Naiver Schwerarbeiter
Mit 51 Jahren startete der Schweizer Maler Ferdinand Hodler 1904 in Wien durch. Er beeinflusste Künstler wie Klimt, Kokoschka und Schiele.
WIEN. Es war nicht das erste Mal, dass die Bilder von Ferdinand Hodler in Wien zu sehen waren. Aber bei der 19. Secessionsausstellung 1904 standen die Bilder des Schweizers – insgesamt 31 Gemälde – im Zentrum des Interesses. Mehr als 15.000 Besucher zählte man in der Schau, auch die Kunstsammler traten auf den Plan. „Die Wiener haben mir nun aus dem Dreck herausgeholfen“, vermerkte der 51-jährige Hodler nach sechs Wochen Wien. Der Schweizer wurde in der guten Gesellschaft herumgereicht, „Ungeschlacht und riesenhaft. Für ihn gab es keine Frau, die nicht zu umarmen war. Ohne Vor- und ohne Nachrede. Vergriff er sich doch sogar an B[erta] Z[uckerkandl], die ihm allerdings eine schallende Ohrfeige gab“, notierte Alma Mahler. Zu Wohlstand gekommen, ließ sich Hodler sein Schweizer Heim von Josef Hoffmann einrichten. Der Sohn aus armen Verhältnissen hatte es weit gebracht.

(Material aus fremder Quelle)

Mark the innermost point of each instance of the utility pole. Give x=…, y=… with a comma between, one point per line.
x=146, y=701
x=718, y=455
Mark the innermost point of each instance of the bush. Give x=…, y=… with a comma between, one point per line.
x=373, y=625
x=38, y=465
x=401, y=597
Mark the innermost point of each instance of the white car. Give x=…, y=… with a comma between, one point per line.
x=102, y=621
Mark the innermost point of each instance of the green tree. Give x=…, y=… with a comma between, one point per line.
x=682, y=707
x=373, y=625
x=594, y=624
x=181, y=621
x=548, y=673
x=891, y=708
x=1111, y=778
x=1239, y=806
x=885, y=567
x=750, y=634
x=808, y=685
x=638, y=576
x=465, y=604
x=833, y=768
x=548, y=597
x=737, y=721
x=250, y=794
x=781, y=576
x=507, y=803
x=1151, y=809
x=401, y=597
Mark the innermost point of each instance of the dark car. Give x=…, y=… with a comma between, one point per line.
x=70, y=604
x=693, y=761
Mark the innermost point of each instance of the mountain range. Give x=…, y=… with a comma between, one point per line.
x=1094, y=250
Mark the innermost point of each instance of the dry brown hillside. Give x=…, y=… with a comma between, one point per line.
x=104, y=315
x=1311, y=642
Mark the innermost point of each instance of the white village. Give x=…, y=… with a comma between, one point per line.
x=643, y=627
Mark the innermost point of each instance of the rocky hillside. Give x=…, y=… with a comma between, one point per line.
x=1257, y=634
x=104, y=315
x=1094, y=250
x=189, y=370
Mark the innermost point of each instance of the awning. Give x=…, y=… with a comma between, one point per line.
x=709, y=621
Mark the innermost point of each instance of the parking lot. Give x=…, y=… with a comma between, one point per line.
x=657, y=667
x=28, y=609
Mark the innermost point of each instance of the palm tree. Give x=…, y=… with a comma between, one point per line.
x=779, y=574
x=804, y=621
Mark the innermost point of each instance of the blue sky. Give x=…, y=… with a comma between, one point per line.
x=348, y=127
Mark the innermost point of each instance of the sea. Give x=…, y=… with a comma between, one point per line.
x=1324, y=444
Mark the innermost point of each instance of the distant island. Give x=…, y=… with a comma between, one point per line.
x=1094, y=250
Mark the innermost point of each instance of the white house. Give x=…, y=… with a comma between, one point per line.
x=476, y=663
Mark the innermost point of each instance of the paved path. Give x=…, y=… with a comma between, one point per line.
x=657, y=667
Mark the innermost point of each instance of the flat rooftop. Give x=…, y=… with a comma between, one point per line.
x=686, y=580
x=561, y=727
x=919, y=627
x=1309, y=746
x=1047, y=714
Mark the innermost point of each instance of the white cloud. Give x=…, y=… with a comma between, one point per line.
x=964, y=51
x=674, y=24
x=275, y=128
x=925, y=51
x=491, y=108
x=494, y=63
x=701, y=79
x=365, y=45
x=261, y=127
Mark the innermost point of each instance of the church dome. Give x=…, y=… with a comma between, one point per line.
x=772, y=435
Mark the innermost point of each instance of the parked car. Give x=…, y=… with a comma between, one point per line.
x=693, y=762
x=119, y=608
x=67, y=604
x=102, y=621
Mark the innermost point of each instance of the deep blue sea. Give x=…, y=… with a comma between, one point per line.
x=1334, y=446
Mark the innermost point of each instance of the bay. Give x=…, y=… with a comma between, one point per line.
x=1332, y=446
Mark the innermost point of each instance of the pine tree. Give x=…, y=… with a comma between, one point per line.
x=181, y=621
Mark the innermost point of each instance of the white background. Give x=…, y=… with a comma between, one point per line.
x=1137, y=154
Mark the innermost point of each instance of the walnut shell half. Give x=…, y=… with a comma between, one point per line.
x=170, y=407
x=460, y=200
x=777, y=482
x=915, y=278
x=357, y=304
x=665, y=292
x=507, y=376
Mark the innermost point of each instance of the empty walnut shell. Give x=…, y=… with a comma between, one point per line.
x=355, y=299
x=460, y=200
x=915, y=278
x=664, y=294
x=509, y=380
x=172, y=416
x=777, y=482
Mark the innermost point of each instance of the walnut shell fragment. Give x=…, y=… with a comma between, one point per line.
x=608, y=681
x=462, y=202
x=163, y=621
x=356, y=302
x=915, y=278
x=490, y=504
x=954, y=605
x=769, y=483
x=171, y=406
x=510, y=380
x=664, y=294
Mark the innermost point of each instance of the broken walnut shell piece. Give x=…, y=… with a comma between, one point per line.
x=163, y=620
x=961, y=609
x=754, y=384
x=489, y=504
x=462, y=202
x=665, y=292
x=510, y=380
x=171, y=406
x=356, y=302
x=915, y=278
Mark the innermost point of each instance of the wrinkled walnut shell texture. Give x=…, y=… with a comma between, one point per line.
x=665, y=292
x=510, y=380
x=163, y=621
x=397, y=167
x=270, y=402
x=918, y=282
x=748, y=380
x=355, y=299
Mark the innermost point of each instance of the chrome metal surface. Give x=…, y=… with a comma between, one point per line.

1853 in Bern geboren, verlor Hodler nicht nur früh Vater und Mutter, auch seine fünf Geschwister starben an Tuberkulose. Die künstlerischen Stationen des Malers lagen in Genf, später in Paris und in Madrid, wo er eifrig studierte und Vorbilder fand. Ab 1885 entwickelte er seinen eigenen „Parallelismus“, Tod, Sexualität, Schlaf waren seine Themen. Die Bekanntheit steigerte sich auch im Ausland, 1900 bekam Hodler bei der Pariser Weltausstellung eine Goldmedaille. Er wurde mit Aufträgen überhäuft, wurde Mitglied zahlreicher Künstlervereinigungen, arbeitete wie ein Berserker. „Wundervoll ist seine Naivität mit einer unglaublich starken Empfindung gepaart“, schrieb Kolo Moser. 1918 starb Ferdinand Hodler, im selben Jahr auch Gustav Klimt, Kolo Moser, Egon Schiele. Der Einfluss von Hodlers Kunst reicht bis Oskar Kokoschka, während ein anderer „Monumentalmaler“, nämlich Albin Egger-Lienz, den legendären „Hodler-Streit“vom Zaun brach. Die Ausstellung im Leopold Museum umfasst nicht nur alle Schaffensphasen Hodlers und zeigt Kolossales wie den „Wilhelm Tell“und Kleinformatiges wie Geldscheine, Porträts und Landschaften, sondern ist ergänzt mit „Wahlverwandtschaften von Klimt bis Schiele“, so der Untertitel.
Ausstellung: Ferdinand Hodler, Leopold Museum. Bis 22. Jänner 2018.